Having solved the structure of a vacant S. aureus ribosome at moderate resolution opens the door to determining the structures of ribosomes under physiological conditions and associated to trans-acting factors (translation factors, bS1, RNA helicases, etc.). Such structural studies would help unveil S. aureus-specific features of the translation machinery, so that we would better interpret how subtle structural differences impact the regulation of cellular metabolism and the cell's response to environmental changes. More generally, refining our understanding of translation regulation in S. aureus is another avenue toward exploring how RNA-dependent regulation in bacteria varies according to species-specific environmental and evolutionary constraints (106).

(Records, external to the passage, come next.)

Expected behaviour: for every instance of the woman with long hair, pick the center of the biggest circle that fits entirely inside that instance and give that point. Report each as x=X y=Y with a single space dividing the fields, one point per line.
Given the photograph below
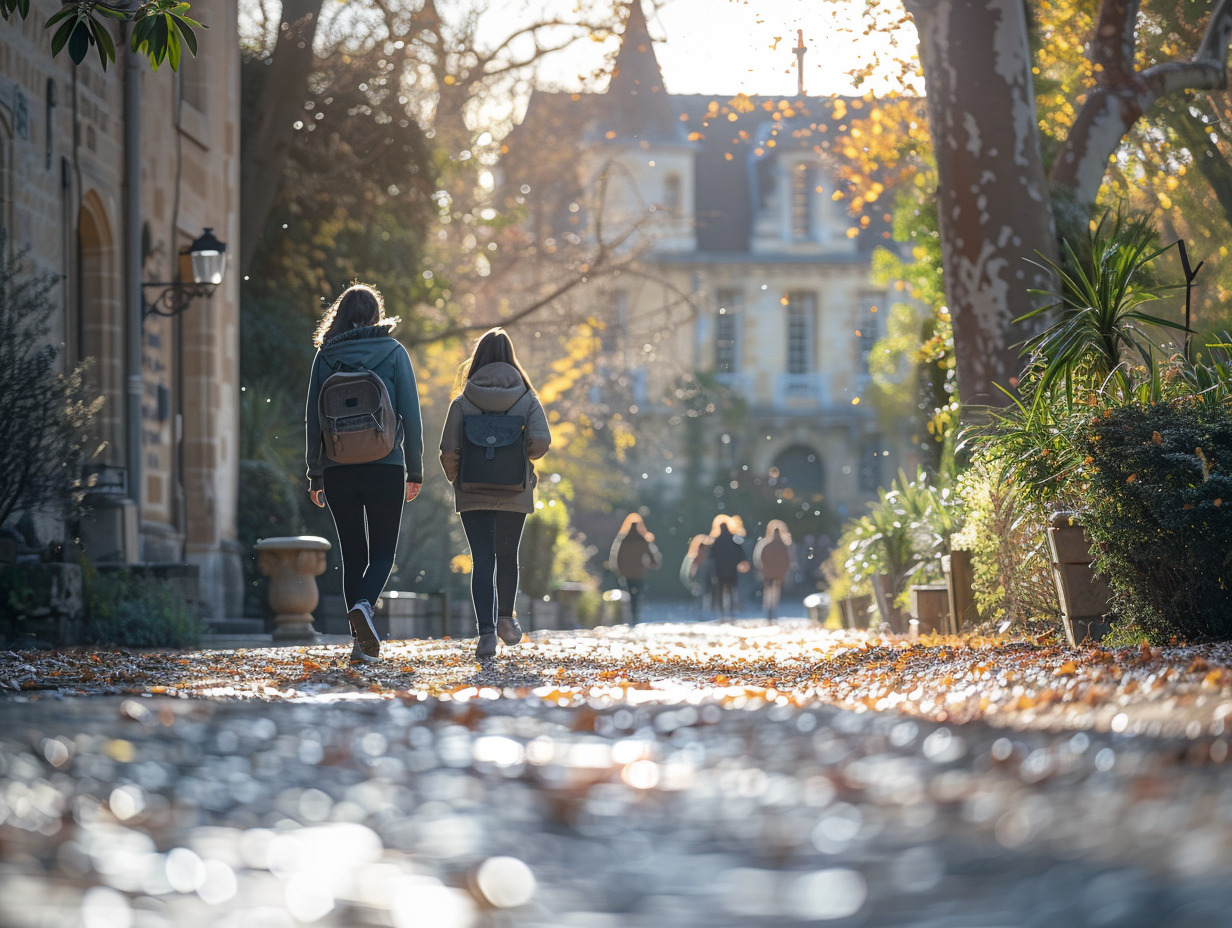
x=771 y=556
x=365 y=499
x=632 y=556
x=493 y=381
x=695 y=571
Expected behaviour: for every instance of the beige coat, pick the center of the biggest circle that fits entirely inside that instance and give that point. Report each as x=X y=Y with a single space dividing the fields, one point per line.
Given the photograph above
x=494 y=388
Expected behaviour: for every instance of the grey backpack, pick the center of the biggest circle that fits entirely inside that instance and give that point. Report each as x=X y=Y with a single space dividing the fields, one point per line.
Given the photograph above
x=357 y=422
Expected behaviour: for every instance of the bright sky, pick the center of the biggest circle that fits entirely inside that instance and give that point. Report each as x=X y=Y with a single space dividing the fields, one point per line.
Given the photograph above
x=725 y=47
x=745 y=46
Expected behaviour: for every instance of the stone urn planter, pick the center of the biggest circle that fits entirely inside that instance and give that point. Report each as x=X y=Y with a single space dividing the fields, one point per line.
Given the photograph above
x=1084 y=595
x=292 y=563
x=855 y=610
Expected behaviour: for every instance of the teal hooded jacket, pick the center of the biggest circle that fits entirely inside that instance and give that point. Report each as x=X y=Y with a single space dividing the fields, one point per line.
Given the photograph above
x=368 y=346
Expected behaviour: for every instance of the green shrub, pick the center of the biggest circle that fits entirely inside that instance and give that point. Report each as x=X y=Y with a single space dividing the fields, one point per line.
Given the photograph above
x=131 y=610
x=1004 y=531
x=267 y=508
x=903 y=535
x=1158 y=481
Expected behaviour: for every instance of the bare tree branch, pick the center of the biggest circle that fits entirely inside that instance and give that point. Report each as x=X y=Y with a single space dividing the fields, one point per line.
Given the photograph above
x=1124 y=95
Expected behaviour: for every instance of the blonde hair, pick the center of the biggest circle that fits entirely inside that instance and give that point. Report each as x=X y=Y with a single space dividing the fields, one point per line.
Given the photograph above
x=734 y=524
x=359 y=306
x=696 y=544
x=630 y=521
x=782 y=530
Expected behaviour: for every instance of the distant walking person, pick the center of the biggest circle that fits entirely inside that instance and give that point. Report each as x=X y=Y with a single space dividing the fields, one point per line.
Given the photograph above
x=364 y=446
x=728 y=561
x=695 y=569
x=633 y=555
x=494 y=391
x=773 y=558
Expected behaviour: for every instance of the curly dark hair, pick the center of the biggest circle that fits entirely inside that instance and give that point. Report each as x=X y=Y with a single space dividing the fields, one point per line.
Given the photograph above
x=359 y=305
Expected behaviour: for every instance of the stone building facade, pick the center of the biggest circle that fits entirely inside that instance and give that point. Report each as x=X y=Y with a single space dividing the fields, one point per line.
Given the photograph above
x=106 y=176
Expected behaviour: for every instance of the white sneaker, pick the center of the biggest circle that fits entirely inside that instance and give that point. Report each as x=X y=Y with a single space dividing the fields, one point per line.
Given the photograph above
x=367 y=642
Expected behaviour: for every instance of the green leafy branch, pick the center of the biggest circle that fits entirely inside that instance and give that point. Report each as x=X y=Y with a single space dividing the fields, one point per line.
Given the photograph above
x=162 y=28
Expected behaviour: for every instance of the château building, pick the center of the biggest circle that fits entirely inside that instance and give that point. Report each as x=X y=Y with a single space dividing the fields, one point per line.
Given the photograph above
x=106 y=179
x=748 y=274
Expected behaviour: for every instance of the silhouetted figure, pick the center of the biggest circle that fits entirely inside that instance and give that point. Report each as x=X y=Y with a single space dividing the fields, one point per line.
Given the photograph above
x=633 y=555
x=773 y=558
x=728 y=561
x=365 y=497
x=494 y=382
x=696 y=569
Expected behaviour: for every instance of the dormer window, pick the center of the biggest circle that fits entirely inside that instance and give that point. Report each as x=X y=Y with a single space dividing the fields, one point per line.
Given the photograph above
x=672 y=192
x=802 y=184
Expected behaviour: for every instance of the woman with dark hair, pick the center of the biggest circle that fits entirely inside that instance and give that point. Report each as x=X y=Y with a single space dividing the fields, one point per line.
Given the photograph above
x=493 y=381
x=728 y=561
x=773 y=558
x=632 y=556
x=365 y=499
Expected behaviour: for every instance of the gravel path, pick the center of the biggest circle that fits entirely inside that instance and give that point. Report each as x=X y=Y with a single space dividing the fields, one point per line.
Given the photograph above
x=518 y=796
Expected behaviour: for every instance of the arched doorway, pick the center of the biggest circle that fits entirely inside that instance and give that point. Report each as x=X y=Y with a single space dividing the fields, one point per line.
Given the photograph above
x=100 y=324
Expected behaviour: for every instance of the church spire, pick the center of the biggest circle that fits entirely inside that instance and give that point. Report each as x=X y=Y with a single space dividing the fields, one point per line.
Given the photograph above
x=637 y=104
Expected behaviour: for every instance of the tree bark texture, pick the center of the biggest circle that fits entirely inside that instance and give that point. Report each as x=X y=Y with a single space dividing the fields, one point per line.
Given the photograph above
x=265 y=148
x=1122 y=94
x=992 y=195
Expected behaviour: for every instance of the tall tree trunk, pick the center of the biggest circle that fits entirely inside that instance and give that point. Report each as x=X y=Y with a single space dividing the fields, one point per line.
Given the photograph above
x=265 y=147
x=992 y=194
x=1122 y=94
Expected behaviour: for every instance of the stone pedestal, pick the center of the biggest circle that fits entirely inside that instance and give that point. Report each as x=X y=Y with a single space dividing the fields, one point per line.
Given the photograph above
x=292 y=565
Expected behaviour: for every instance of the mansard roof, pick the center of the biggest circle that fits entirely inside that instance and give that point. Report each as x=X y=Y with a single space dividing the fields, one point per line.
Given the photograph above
x=734 y=141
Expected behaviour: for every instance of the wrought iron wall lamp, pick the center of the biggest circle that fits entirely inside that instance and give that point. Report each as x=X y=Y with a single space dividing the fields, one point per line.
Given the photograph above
x=201 y=271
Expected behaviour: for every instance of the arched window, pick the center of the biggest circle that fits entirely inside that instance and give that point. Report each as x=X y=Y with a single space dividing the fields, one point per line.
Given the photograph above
x=798 y=468
x=802 y=196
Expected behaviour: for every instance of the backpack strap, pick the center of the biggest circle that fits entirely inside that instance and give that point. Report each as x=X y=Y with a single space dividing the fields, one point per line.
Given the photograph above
x=465 y=401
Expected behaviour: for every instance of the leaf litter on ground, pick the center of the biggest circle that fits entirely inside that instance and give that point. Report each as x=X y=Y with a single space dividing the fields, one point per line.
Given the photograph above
x=1017 y=683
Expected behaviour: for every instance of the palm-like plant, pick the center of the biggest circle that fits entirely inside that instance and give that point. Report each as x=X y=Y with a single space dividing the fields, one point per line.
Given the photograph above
x=1100 y=298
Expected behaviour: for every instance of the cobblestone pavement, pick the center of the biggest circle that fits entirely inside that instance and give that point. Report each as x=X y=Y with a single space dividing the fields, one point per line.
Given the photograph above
x=499 y=806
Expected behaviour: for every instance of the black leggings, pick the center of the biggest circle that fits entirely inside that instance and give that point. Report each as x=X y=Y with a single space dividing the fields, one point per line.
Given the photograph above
x=493 y=536
x=366 y=503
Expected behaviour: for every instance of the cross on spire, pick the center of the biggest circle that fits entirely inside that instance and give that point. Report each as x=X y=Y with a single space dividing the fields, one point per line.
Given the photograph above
x=800 y=61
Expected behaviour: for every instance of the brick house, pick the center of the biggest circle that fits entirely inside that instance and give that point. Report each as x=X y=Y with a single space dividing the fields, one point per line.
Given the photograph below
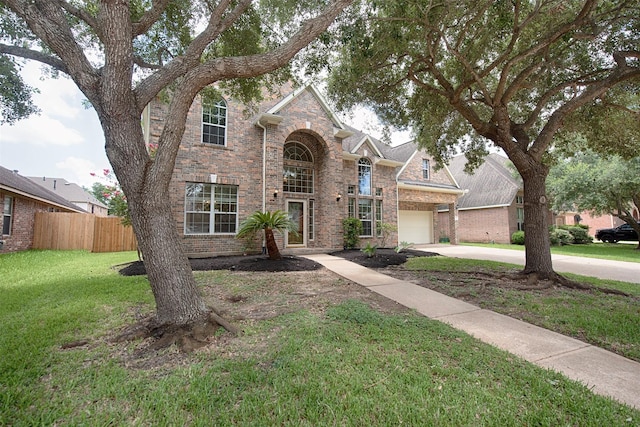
x=293 y=154
x=73 y=193
x=21 y=198
x=492 y=207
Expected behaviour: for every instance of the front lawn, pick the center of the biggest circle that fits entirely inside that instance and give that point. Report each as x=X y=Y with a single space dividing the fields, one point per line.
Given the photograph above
x=613 y=251
x=609 y=321
x=316 y=350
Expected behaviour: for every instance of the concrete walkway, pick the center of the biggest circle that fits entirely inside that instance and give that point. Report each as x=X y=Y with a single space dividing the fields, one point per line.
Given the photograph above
x=600 y=268
x=604 y=372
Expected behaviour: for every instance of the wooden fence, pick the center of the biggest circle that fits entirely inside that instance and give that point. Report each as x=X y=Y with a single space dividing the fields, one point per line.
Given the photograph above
x=66 y=231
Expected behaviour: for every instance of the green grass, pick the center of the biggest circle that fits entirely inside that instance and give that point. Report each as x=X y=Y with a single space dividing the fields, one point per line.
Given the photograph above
x=353 y=366
x=608 y=321
x=616 y=252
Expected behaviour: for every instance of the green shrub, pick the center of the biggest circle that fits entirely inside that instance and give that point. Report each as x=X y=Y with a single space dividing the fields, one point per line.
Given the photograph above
x=402 y=246
x=369 y=250
x=352 y=231
x=517 y=238
x=580 y=234
x=561 y=237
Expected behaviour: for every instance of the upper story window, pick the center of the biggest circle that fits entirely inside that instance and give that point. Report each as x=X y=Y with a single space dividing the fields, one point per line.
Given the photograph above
x=425 y=168
x=298 y=168
x=7 y=215
x=211 y=209
x=214 y=123
x=364 y=177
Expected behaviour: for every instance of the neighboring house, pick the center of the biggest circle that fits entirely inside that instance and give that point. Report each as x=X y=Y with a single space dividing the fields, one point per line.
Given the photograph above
x=594 y=222
x=21 y=198
x=294 y=154
x=74 y=193
x=492 y=207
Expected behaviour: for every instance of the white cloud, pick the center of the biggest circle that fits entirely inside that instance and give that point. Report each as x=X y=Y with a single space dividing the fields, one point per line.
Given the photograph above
x=39 y=131
x=79 y=171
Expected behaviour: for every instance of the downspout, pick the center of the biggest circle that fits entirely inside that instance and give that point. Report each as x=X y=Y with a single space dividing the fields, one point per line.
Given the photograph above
x=264 y=176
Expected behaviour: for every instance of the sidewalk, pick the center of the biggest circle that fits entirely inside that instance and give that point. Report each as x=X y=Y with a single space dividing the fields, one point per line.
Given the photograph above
x=604 y=372
x=600 y=268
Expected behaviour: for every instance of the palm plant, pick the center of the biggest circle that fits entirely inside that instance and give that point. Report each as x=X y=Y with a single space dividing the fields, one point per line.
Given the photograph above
x=268 y=221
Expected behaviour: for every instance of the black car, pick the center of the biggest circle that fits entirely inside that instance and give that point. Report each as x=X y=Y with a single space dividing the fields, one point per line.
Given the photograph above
x=614 y=235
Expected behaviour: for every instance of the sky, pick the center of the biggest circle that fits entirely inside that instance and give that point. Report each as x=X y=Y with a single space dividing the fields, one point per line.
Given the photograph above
x=66 y=141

Furthermore, a differential modulation of translation would potentially be synonymous with new drug targets, which would be of particular interest considering how multi-resistant S. aureus strains often are to conventional antibiotic treatments. Fine tuning our understanding of translation in S. aureus would thereby inform the design of antibiotics so that they would have lower effects on the human microbiome and would be less likely to elicit resistance. In this process, cryo-EM represents a powerful tool for solving ribosome complexes of pathogenic bacteria with antibiotics (105).